Illustrator: Asha Dangol
Bīrāṅganā (বীরাঙ্গনা), which translates into war heroine in Bangla means ‘brave women’, which was the title given to the 200,000 to 400,000 Bangladeshi women who were raped and made sex slaves in military rape camps by the Pakistani Army during the 1971 Bangladeshi Independence War.
I distinctly remember first learning about their struggles when researching into the liberation of Bangladesh, after I had heard a passing comment by Amā, who was hesitant on celebrating Independence Day because of how traumatic the war was for women in contrast to my dad.
I believe most of the diaspora can relate to this when I say our parents do not speak about the war – it’s like that secret everyone knows but never mentions; we might hear small snippets but in my particular case I researched most of it on my own before I asked my parents.
In no way do I blame them for the coping mechanisms they use in dealing with a truly horrific and genocidal war. It was 2012, I was 16 in Bangladesh when I asked my parents, after meeting my Nāni, about the war. As I sat there awkwardly trying to get over the language barrier, I could not help but wonder what she was doing in the war, what had happened to her, what was her story?

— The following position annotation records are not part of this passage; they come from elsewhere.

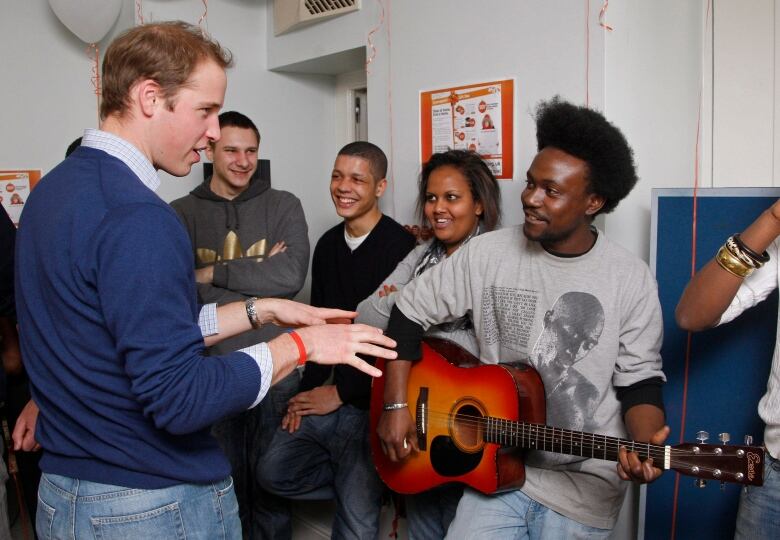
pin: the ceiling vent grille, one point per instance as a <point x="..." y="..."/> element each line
<point x="292" y="14"/>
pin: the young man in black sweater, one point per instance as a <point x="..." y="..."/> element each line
<point x="323" y="446"/>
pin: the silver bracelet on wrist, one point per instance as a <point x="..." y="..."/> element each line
<point x="251" y="313"/>
<point x="394" y="406"/>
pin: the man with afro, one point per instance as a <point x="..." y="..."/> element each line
<point x="509" y="282"/>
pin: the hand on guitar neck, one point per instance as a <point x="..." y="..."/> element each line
<point x="396" y="428"/>
<point x="641" y="421"/>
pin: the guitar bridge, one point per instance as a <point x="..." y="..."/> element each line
<point x="422" y="418"/>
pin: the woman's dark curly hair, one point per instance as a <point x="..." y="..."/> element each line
<point x="587" y="135"/>
<point x="484" y="186"/>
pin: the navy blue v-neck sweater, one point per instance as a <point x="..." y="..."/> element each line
<point x="108" y="324"/>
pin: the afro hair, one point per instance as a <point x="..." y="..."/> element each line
<point x="587" y="135"/>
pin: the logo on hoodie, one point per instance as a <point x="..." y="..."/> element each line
<point x="231" y="250"/>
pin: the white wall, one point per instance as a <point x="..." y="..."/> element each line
<point x="442" y="43"/>
<point x="49" y="100"/>
<point x="46" y="91"/>
<point x="652" y="81"/>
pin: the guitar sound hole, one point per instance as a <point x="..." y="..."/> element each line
<point x="448" y="460"/>
<point x="467" y="429"/>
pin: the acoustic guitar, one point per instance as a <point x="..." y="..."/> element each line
<point x="475" y="422"/>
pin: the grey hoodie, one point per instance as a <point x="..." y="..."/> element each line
<point x="236" y="236"/>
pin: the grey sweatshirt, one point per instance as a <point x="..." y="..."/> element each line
<point x="236" y="236"/>
<point x="587" y="324"/>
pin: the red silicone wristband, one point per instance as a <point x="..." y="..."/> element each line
<point x="301" y="348"/>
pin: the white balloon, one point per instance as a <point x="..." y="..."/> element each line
<point x="90" y="20"/>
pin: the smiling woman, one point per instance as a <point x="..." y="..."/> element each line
<point x="460" y="198"/>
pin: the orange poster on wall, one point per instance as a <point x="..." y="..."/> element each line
<point x="478" y="117"/>
<point x="15" y="187"/>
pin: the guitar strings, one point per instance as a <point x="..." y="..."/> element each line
<point x="587" y="441"/>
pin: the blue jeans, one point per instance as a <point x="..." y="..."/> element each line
<point x="429" y="514"/>
<point x="514" y="515"/>
<point x="69" y="508"/>
<point x="759" y="507"/>
<point x="244" y="438"/>
<point x="328" y="452"/>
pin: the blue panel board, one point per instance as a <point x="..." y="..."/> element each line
<point x="728" y="367"/>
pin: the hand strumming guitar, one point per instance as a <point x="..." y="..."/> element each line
<point x="396" y="429"/>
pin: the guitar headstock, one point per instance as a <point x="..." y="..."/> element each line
<point x="726" y="463"/>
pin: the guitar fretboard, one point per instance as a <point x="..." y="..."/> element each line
<point x="565" y="441"/>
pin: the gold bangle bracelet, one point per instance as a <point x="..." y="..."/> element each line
<point x="732" y="264"/>
<point x="739" y="254"/>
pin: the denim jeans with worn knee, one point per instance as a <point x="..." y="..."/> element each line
<point x="69" y="508"/>
<point x="514" y="515"/>
<point x="429" y="514"/>
<point x="244" y="438"/>
<point x="328" y="452"/>
<point x="759" y="506"/>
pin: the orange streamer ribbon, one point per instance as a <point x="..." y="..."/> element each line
<point x="371" y="36"/>
<point x="139" y="11"/>
<point x="205" y="14"/>
<point x="94" y="54"/>
<point x="602" y="16"/>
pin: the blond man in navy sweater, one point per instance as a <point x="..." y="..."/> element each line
<point x="110" y="329"/>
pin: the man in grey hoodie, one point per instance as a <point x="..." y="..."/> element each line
<point x="249" y="240"/>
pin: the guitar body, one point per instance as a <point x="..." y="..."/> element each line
<point x="445" y="402"/>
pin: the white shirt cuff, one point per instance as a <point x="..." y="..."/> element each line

That night I heard about stories of the war before I could not imagine even thinking of. You can read as many books about 1971 possible yet there is a certain context with which only those who lived through it can comprehend.
Amā went on to talk about the stories that she had heard growing up, about how Pakistani soldiers would come village to village, killing whom they please and taking girls and women as young as 7 and as old as 75 to the rape camps.
She told me how Nāni’s mum and all her sisters had to hide for days in the attic when they heard that the soldiers were coming. How so many women and girls got dragged by their saris, how their screams can be still heard, how girls she grew up with were never seen again, how no amount of rainfall can wash away the stench of blood from those nine months.
After this summer, I took it upon myself to learn about their struggle. The struggle of the Bīrāṅganā is important to me because of how much these women had to suffer and historically how much Bangladeshi women have had to suffer.
The Bīrāṅganā are still alive today which reaffirms how, given the living collective consciousness of the tragedy, history is still wet with the blood of their loss and survival. They are still living with their stigma they are still living with their trauma.
This is another example of how our pain is erased, war is gendered it means different things for different genders. Yet it is always the women who suffer the most and it is always the struggles and pain of women that are never fully acknowledged. The last stage of every genocide is denial, and so the denial of the genocidal rape, which gets erased from the discourse surrounding war, is violence in itself. Their pain has still not been acknowledged, and their muted pain, if anything, is being erased.
This is why it is imperative for us, as the Bangladeshi diaspora, to know of them, and to know of the Bīrāṅganā. How can we expect others to know when we do not even know? Why do we not know? We need to let go of this performative nationality we indulge in and we must start understanding these struggles for no one but ourselves, and the honour of the sacrifice made by our ancestors. Otherwise, these stories will fade away with them too.